If you’d included some test vectors in your question, then we could run them and see if these changes made any difference in the running time.

P.S. — You say your algorithm is `O(n*k)`

(where `n`

= `initialState.length`

), but I believe your `num_set`

optimization makes it actually `O(n*n)`

. Since `n`

is less than `10000`

, you’re doing on the order of 100 million ops here, so I’d guesstimate it should be doable in a couple of seconds, tops. How much time are you seeing it take, and on what kind of test cases?

Clicking through to the source of the puzzle, I observe that the problem statement does not require that you use Python; in fact it offers compiled languages such as C++ as possible alternatives. In the real world, many problems can be solved by *switching tools* than by trying to hack a solution using the first tool you thought of. You should consider the very real possibility that the puzzle is deliberately *not solveable in Python* given the constraints imposed by the problem statement.

Here’s the mechanical translation to C++17 I mentioned in my previous comment.

```
#include <algorithm>
#include <cmath>
#include <map>
#include <set>
#include <tuple>
#include <vector>
long long masterLocksmith(long long k, std::vector<long long> initialState) {
std::map<long long, long long> occurence;
for (auto&& i : initialState)
occurence[i] += 1;
std::set<long long> num_set(initialState.begin(), initialState.end());
num_set.insert(0);
auto best = std::tuple(INFINITY, 0);
for (auto&& j : num_set) {
long long score = 0;
for (auto&& [i, population] : occurence)
score += std::min(std::abs(i-j), k - std::abs(i-j)) * population;
if (std::tuple(score, j) < best)
best = std::tuple(score, j);
}
return std::get<1>(best);
}
```

On my machine it takes 0.018s to run the 10 provided test cases; the Python version takes 0.073s. Neither takes anywhere close to 4 seconds. 🙂

OTOH, when I randomly generate a `k=10000, n=10000`

test case and try running *that*, I see C++ taking 6.8s (and with `-O3`

it takes 1.8s) whereas Python takes 76.1s. That’s quite the penalty for using an interpreted language!
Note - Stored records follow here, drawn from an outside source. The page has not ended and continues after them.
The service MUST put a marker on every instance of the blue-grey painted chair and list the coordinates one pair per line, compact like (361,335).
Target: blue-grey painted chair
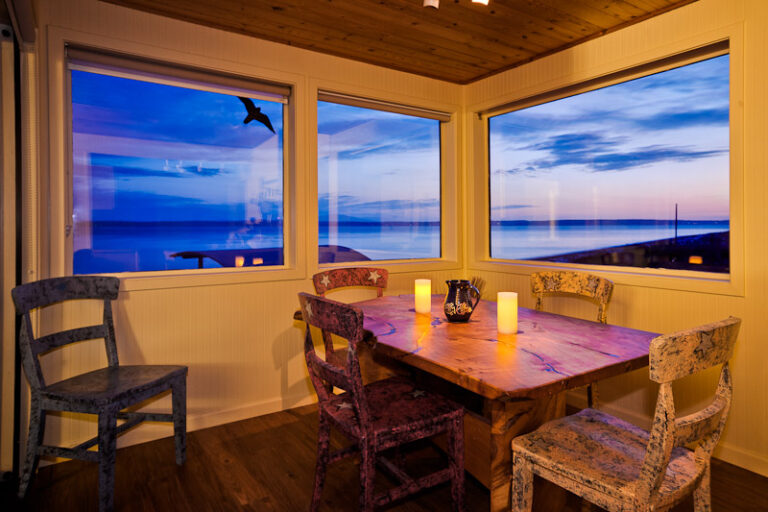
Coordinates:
(104,392)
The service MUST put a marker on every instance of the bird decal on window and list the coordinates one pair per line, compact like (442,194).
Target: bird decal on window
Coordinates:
(254,114)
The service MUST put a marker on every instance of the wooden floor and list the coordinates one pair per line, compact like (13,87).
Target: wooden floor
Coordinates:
(267,464)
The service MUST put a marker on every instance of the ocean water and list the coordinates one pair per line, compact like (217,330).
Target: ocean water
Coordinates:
(144,247)
(523,241)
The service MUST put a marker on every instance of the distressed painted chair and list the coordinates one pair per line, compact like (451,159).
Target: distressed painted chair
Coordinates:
(368,277)
(104,392)
(621,467)
(376,417)
(355,277)
(593,287)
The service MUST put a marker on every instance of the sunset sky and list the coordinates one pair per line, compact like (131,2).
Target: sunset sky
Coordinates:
(630,151)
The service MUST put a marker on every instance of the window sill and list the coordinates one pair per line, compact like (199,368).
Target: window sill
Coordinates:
(167,279)
(682,280)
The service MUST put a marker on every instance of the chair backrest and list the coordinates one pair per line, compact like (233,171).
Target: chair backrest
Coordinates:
(353,276)
(39,294)
(346,321)
(672,357)
(575,283)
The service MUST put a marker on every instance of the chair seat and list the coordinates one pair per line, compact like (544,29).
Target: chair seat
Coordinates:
(605,453)
(395,406)
(112,384)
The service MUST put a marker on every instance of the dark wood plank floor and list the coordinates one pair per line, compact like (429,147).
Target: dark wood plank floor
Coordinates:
(267,464)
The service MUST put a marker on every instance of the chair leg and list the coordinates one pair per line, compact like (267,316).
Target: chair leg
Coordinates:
(367,475)
(456,454)
(107,452)
(179,405)
(323,442)
(34,440)
(522,485)
(702,496)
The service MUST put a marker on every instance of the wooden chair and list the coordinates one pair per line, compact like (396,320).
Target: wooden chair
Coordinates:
(376,417)
(355,276)
(104,392)
(590,286)
(621,467)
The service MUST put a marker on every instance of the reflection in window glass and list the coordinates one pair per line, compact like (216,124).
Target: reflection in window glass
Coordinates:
(635,174)
(168,178)
(378,185)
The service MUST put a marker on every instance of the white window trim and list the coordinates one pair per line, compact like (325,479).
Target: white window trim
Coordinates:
(704,282)
(57,184)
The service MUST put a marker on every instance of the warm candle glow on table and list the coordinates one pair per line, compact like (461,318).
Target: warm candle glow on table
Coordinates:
(423,296)
(506,312)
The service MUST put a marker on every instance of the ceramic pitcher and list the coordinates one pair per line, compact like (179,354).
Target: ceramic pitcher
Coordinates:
(459,303)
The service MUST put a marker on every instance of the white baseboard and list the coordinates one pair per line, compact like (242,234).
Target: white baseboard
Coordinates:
(151,431)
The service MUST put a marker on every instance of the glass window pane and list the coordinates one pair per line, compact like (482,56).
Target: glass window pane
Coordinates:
(378,185)
(634,174)
(171,178)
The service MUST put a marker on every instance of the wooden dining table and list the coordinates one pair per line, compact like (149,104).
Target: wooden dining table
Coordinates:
(510,383)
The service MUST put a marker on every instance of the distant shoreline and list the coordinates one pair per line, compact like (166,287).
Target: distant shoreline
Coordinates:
(709,252)
(610,222)
(563,222)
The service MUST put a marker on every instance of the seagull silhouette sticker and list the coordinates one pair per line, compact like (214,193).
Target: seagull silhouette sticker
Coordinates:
(254,114)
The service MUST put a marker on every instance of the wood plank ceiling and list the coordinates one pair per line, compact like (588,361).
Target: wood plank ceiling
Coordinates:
(460,42)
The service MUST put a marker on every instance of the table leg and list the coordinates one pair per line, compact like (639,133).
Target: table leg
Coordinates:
(510,419)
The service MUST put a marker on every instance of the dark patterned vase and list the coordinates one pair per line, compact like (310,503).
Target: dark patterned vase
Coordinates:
(458,305)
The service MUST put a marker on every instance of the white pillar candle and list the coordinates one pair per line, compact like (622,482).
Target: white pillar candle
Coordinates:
(423,290)
(506,312)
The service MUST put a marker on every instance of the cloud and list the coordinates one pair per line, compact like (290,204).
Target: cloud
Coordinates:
(648,155)
(511,207)
(678,119)
(598,153)
(401,210)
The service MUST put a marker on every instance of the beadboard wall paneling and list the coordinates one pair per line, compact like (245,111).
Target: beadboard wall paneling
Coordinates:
(660,309)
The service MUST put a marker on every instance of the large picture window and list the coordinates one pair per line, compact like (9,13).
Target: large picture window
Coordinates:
(633,174)
(171,174)
(378,184)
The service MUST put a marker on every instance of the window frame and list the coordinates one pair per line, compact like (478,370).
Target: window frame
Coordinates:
(478,143)
(450,222)
(56,250)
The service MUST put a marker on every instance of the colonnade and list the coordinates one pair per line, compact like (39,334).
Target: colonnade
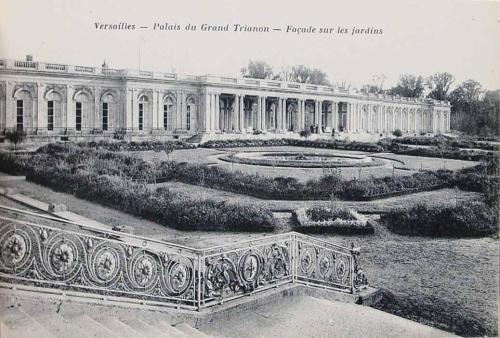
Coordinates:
(226,112)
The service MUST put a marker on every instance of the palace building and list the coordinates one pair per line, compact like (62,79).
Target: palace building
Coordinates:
(53,101)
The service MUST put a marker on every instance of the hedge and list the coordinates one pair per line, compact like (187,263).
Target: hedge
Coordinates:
(326,144)
(337,221)
(159,205)
(470,219)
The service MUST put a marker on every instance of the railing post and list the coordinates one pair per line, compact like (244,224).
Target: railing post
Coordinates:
(199,282)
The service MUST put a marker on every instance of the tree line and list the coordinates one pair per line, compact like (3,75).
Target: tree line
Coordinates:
(474,110)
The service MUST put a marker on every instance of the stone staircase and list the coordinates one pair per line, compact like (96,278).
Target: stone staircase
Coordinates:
(197,138)
(37,319)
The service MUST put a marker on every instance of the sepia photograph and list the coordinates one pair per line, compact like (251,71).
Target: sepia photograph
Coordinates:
(190,168)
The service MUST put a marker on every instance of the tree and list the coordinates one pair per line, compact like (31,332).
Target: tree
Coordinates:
(439,85)
(409,86)
(475,111)
(376,85)
(303,74)
(257,70)
(397,133)
(16,137)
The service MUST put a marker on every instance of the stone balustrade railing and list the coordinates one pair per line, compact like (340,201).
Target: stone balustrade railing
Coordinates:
(210,79)
(67,256)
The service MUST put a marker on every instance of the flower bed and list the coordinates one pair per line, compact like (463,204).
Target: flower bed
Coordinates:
(120,146)
(443,141)
(301,160)
(326,144)
(451,153)
(324,220)
(104,179)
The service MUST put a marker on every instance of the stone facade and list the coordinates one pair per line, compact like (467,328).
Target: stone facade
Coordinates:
(51,100)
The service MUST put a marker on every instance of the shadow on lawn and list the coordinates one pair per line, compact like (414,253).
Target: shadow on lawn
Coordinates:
(438,313)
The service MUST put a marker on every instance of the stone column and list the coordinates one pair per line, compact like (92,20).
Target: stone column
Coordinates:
(217,112)
(39,117)
(348,118)
(241,111)
(70,109)
(298,120)
(10,106)
(320,116)
(279,114)
(155,111)
(259,113)
(264,113)
(205,113)
(129,110)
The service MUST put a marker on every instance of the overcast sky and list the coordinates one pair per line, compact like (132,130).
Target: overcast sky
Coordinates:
(419,37)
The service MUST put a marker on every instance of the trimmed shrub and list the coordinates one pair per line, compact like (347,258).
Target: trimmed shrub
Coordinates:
(471,219)
(325,220)
(108,179)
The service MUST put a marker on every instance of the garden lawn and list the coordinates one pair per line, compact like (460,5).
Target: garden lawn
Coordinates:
(439,197)
(210,157)
(447,283)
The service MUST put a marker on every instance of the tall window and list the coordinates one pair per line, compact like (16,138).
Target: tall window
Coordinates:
(104,116)
(78,116)
(20,114)
(141,115)
(50,115)
(188,117)
(166,111)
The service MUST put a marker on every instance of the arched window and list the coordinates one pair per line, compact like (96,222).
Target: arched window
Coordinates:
(19,114)
(190,112)
(24,109)
(168,110)
(81,107)
(143,100)
(53,110)
(107,105)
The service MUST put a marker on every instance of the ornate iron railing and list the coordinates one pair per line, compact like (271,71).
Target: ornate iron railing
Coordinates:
(68,256)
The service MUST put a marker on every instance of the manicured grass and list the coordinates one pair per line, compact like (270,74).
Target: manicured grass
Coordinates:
(447,283)
(210,156)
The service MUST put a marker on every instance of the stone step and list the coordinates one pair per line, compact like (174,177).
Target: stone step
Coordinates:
(58,326)
(92,327)
(190,331)
(144,328)
(167,329)
(121,329)
(20,324)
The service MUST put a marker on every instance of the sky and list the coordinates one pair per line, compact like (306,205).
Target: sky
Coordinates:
(419,37)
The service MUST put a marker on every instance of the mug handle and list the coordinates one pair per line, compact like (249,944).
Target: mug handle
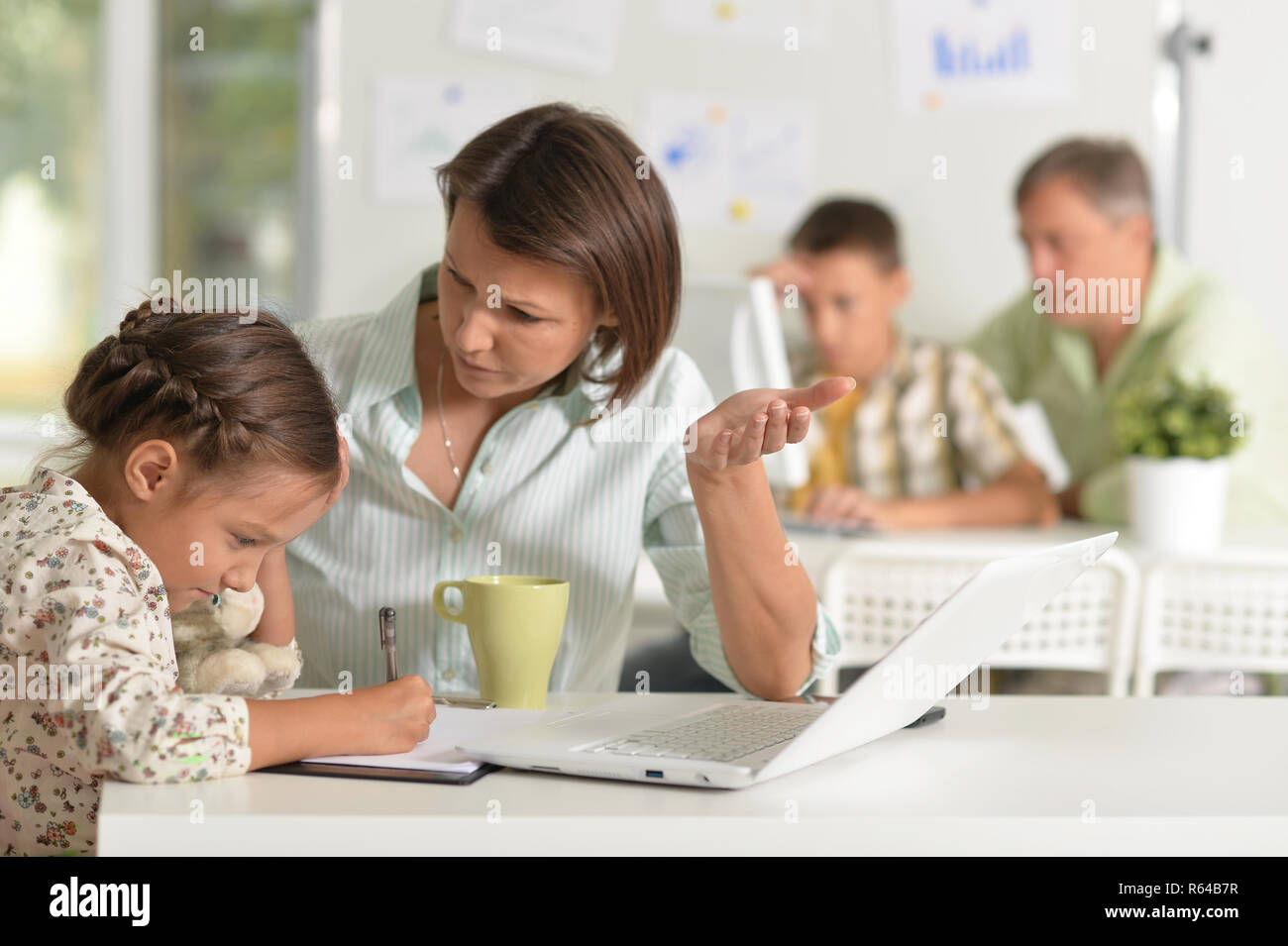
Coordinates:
(441,606)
You can cut the running time of the naïve C++ code in half again by noticing that *iterating a map* inside your inner loop involves following a lot of pointers, and that’s no good for your L1 cache. Replace the map with a cache-friendly `vector`

, leaving the rest of the code the same:

```
std::map<long long, long long> temp;
for (auto&& i : initialState)
temp[i] += 1;
std::vector<std::pair<long long, long long>> occurence(temp.begin(), temp.end());
```

and the running time on my huge random test case drops to 3.5s (0.48s with `-O3`

). I suspect that you could hack a similar cache-friendliness fix in Python, but I have no idea what it would look like; and anyway, if it halved your running time, you’d still be at 38s — a lot more hacks would be needed to get down to the compiled-language level.